Il dilemma del politico di inseguire i "terrapiattisti"

Gruppi di cittadini che abbracciano posizioni prive di alcun senso e fondamento, che chiameremo terrapiattisti per intendere ogni forma di deriva mentale.

Gruppi di cittadini che abbracciano posizioni prive di alcun senso e fondamento, che chiameremo terrapiattisti per intendere ogni forma di deriva mentale. Il magnete è sempre una lettura della realtà nascosta, alternativa e fantastica, quando non fantascientifica. Non è la bandiera della vita ma per un po' dà un senso a chi la sventola. Inevitabilmente si sgonfierà e un'altra sarà pronta a sostituirla. Perché sì, nella società del consumismo si avvicendano anche le idee, soprattutto le idee. Ma la nuova bandiera non avrà i medesimi seguaci della precedente. Questi gruppi sono fluidi, si formano e si separano come stormi di uccelli all'imbrunire: chi si è speso contro il 5G magari accetta l'esistenza dell'Equatore.

Per la maggioranza di noi sono posizioni difficili da capire e buone per le vignette umoristiche. Ma se i cittadini fanno spallucce, per i politici non è così semplice. I gruppi hanno una certa consistenza, fanno rumore e alla fine votano. E i politici si sa non ragionano in termini di cittadini, ma solo di elettori.

Per i politici, queste aggregazioni di elettori intorno alle più varie fesserie costituiscono un dilemma. La via facile, istintiva, sarebbe di far loro da megafono, interpretarne le istanze, per quanto insulse e incredibili siano, e farlo per primi, sperando che poi nel segreto dell'urna si ricordino di chi ci ha messo la faccia. Però, proprio la faccia è il problema. Se se la giocano a favore dei terrapiattisti di turno, cosa penseranno di loro gli altri, quelli che un minimo di sale in zucca ce l'hanno? Una cosa è dividersi sulle politiche dell'immigrazione o sulla giustizia, dove anche le idee avverse sono frutto di interessi e ragionamenti legittimi, per quanto non condivisibili, altro è dare voce a posizioni prive di senso.
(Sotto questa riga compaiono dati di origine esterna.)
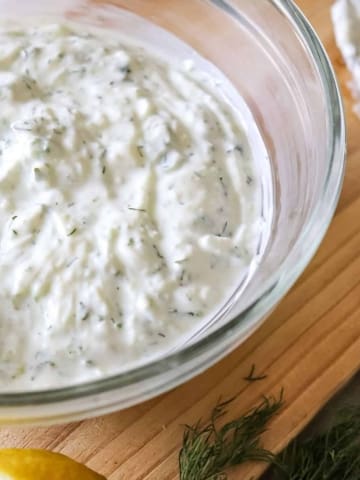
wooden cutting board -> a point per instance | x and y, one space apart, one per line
310 346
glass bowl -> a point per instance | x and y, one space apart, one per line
275 60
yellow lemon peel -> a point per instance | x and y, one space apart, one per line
30 464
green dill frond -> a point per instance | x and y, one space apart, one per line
333 455
209 449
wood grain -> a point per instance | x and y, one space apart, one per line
310 346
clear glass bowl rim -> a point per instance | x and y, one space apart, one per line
279 282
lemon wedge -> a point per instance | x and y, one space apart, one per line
28 464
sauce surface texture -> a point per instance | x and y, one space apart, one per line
129 205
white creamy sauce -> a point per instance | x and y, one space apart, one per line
346 20
129 204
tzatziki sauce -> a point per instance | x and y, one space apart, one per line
130 209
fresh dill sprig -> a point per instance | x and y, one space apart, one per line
209 450
332 455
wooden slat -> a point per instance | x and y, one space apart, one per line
310 346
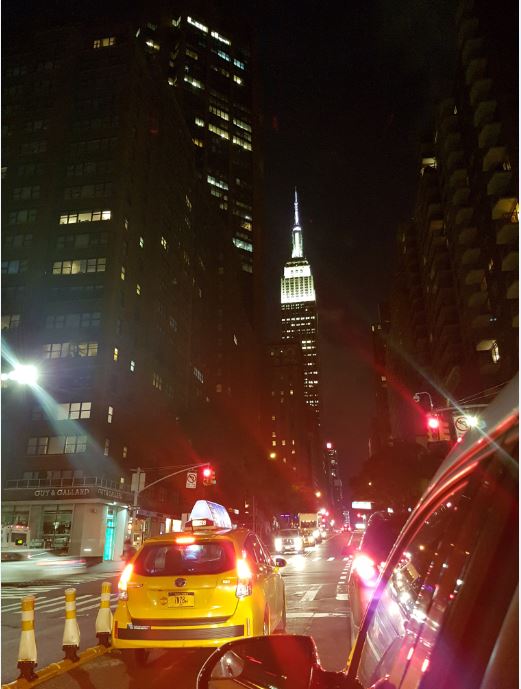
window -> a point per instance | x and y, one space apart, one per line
104 42
87 216
74 410
465 546
75 266
22 217
10 321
Anche grazie agli avversari che non aspettano altro, si rischia di compromettere un pacchetto di voti guadagnato a fatica negli anni. E proprio il sistema di aggregazione del consenso è la causa e la soluzione del dilemma.
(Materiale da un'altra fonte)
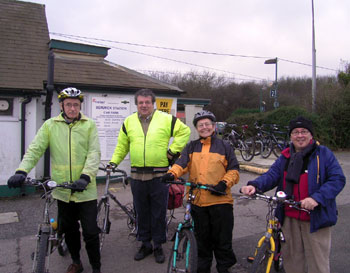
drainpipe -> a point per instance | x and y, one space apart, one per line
48 103
23 125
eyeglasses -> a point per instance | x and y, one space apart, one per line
302 132
71 105
202 125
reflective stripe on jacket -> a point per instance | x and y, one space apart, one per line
74 150
209 161
150 150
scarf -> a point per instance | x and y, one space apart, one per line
295 166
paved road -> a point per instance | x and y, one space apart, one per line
17 240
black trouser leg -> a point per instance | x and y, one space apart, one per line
150 200
69 225
213 229
86 212
88 216
201 218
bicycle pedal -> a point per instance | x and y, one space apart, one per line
250 259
Il politico deve guidare, non seguire. Leader è colui che sa indicare una rotta e convincere gli altri a seguirlo, perché lì c'è la terra promessa. Andar dietro ai sondaggi, che riportano ogni giorno il mutevole orientamento degli elettori, è una via senza uscita. Intanto, così non viene fuori nessuna rotta e si gira in tondo. Ma soprattutto, poiché gli elettori si occupano della politica solo nel tempo libero e in modo amatoriale, non è loro mestiere elaborare strategie.

Se ascoltano una narrazione che funziona, da chi pare sapere dove si vada, scelgono democraticamente quel leader e sbandano molto meno e molto poco sulle fesserie. Se invece hanno la sensazione che chi è al volante sia incerto su dove andare, i terrapiattisti si moltiplicano.